High school classmates of Miller's claim he spoke disparagingly toward Spanish-speaking students. And at Duke, Miller wrote that "America without her culture is like a body without a soul-yet many of today's youth see America as nothing but a meeting point for the cultures of other nations."

"We must come to the defense of our heritage," Miller wrote in the column, which discussed the international student presence on campus. "And for us, that fight begins right here, on our campus."

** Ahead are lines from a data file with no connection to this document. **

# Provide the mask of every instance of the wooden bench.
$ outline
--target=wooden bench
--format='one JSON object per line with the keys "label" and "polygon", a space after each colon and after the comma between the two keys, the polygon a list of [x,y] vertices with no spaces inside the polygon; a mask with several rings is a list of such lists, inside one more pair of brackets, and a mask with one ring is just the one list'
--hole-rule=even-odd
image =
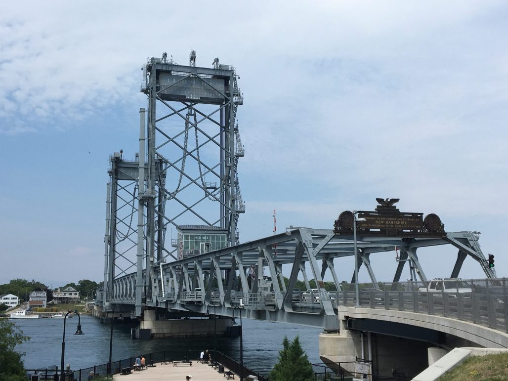
{"label": "wooden bench", "polygon": [[183,364],[183,365],[190,365],[190,366],[192,366],[192,361],[191,361],[190,360],[180,360],[180,361],[173,361],[173,366],[176,366],[179,364]]}

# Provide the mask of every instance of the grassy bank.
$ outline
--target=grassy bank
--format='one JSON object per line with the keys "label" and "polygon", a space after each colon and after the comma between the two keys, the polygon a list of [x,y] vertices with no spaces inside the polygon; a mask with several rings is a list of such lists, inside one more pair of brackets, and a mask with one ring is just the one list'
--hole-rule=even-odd
{"label": "grassy bank", "polygon": [[470,357],[438,381],[506,381],[508,354]]}

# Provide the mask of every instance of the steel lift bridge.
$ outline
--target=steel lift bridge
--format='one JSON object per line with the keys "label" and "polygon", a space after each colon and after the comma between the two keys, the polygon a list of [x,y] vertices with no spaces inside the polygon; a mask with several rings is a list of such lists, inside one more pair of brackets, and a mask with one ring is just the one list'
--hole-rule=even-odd
{"label": "steel lift bridge", "polygon": [[[104,290],[107,310],[115,282],[134,272],[137,316],[155,302],[155,268],[237,243],[238,217],[245,212],[237,172],[244,149],[236,115],[243,99],[235,68],[218,58],[212,68],[199,67],[193,51],[188,66],[164,53],[141,69],[148,107],[140,110],[139,152],[131,160],[122,151],[110,158]],[[202,248],[193,242],[187,248],[180,231],[167,244],[168,227],[172,236],[189,221],[199,224],[196,235],[204,230],[220,234],[203,239]]]}
{"label": "steel lift bridge", "polygon": [[[239,77],[218,58],[211,68],[196,62],[194,51],[188,66],[164,53],[142,68],[141,91],[148,104],[140,111],[139,155],[127,160],[120,151],[111,157],[104,310],[122,304],[134,306],[138,316],[147,308],[166,316],[168,312],[198,316],[211,306],[214,314],[230,316],[242,307],[247,318],[336,330],[339,298],[347,302],[345,298],[354,297],[350,288],[354,275],[343,287],[336,271],[345,262],[340,259],[355,255],[353,234],[292,227],[239,243],[238,216],[245,211],[237,173],[244,155],[236,120],[243,103]],[[169,245],[168,226],[177,234]],[[378,288],[370,256],[396,247],[401,255],[394,281],[400,280],[406,262],[411,278],[426,281],[417,250],[452,244],[459,251],[451,277],[459,275],[469,256],[487,277],[495,277],[478,237],[470,232],[412,240],[360,234],[358,267],[365,267],[373,288]],[[291,269],[284,272],[291,274],[287,284],[283,268]],[[309,270],[319,295],[295,295],[300,274],[310,288]],[[325,289],[327,272],[336,285],[335,296]]]}

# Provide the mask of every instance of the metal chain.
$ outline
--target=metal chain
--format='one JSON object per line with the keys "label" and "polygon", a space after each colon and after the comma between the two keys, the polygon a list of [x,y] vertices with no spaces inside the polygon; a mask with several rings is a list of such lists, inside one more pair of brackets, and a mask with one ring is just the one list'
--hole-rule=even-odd
{"label": "metal chain", "polygon": [[[173,198],[176,194],[180,190],[180,186],[182,184],[182,179],[183,178],[183,171],[185,169],[185,159],[187,158],[188,152],[187,151],[187,145],[188,142],[189,137],[189,118],[192,115],[191,112],[194,110],[192,107],[187,111],[187,115],[185,115],[185,132],[183,138],[183,157],[182,158],[182,167],[180,171],[180,178],[178,179],[178,184],[176,186],[175,191],[171,192],[170,194],[171,198]],[[196,114],[194,113],[194,118],[196,118]]]}
{"label": "metal chain", "polygon": [[201,185],[203,185],[203,189],[205,191],[205,196],[206,196],[206,185],[205,184],[205,180],[203,176],[203,171],[201,170],[201,159],[199,157],[199,143],[198,141],[198,120],[196,117],[196,112],[194,113],[194,131],[196,135],[196,151],[198,156],[198,169],[199,170],[199,177],[201,179]]}
{"label": "metal chain", "polygon": [[126,238],[129,234],[131,233],[131,230],[134,231],[134,229],[132,229],[132,218],[133,216],[134,215],[134,202],[136,201],[136,190],[138,188],[138,184],[136,184],[134,185],[134,192],[133,193],[132,196],[132,210],[131,211],[131,221],[129,223],[129,230],[127,231],[126,234],[123,237],[121,236],[120,233],[118,232],[117,229],[115,229],[115,234],[116,235],[116,238],[119,240],[117,241],[117,242],[121,242],[122,241],[124,241],[125,238]]}

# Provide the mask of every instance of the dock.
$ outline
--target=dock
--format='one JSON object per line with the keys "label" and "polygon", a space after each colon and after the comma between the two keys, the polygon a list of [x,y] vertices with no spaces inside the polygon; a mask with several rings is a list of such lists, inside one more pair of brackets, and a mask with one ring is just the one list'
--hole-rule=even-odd
{"label": "dock", "polygon": [[[116,381],[167,381],[168,379],[185,381],[185,376],[192,376],[192,381],[224,381],[227,377],[224,373],[219,373],[216,368],[208,364],[202,364],[197,361],[192,362],[192,366],[188,364],[177,364],[172,362],[167,364],[157,363],[156,366],[142,370],[133,370],[129,374],[115,374],[113,378]],[[226,368],[225,370],[229,370]],[[239,379],[235,374],[230,379]]]}

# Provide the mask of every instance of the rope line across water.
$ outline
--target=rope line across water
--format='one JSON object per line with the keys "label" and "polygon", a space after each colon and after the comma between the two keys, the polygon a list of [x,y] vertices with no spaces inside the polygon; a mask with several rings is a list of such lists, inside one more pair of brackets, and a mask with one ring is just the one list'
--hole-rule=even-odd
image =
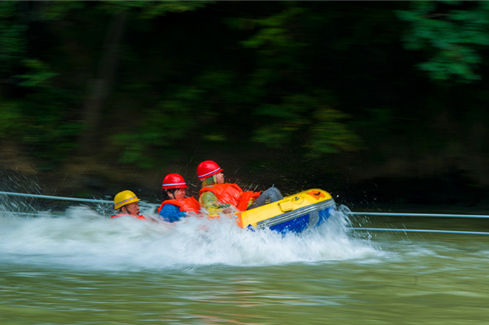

As Trump has attempted to distance himself from his widely condemned policy of separating migrant families - falsely claiming that Democrats are to blame for the practice - Miller has aggressively defended the policy. 

"No nation can have the policy that whole classes of people are immune from immigration law or enforcement," he told The New York Times last week. "It was a simple decision by the administration to have a zero tolerance policy for illegal entry, period. The message is that no one is exempt from immigration law."

Allan Smith contributed to this report.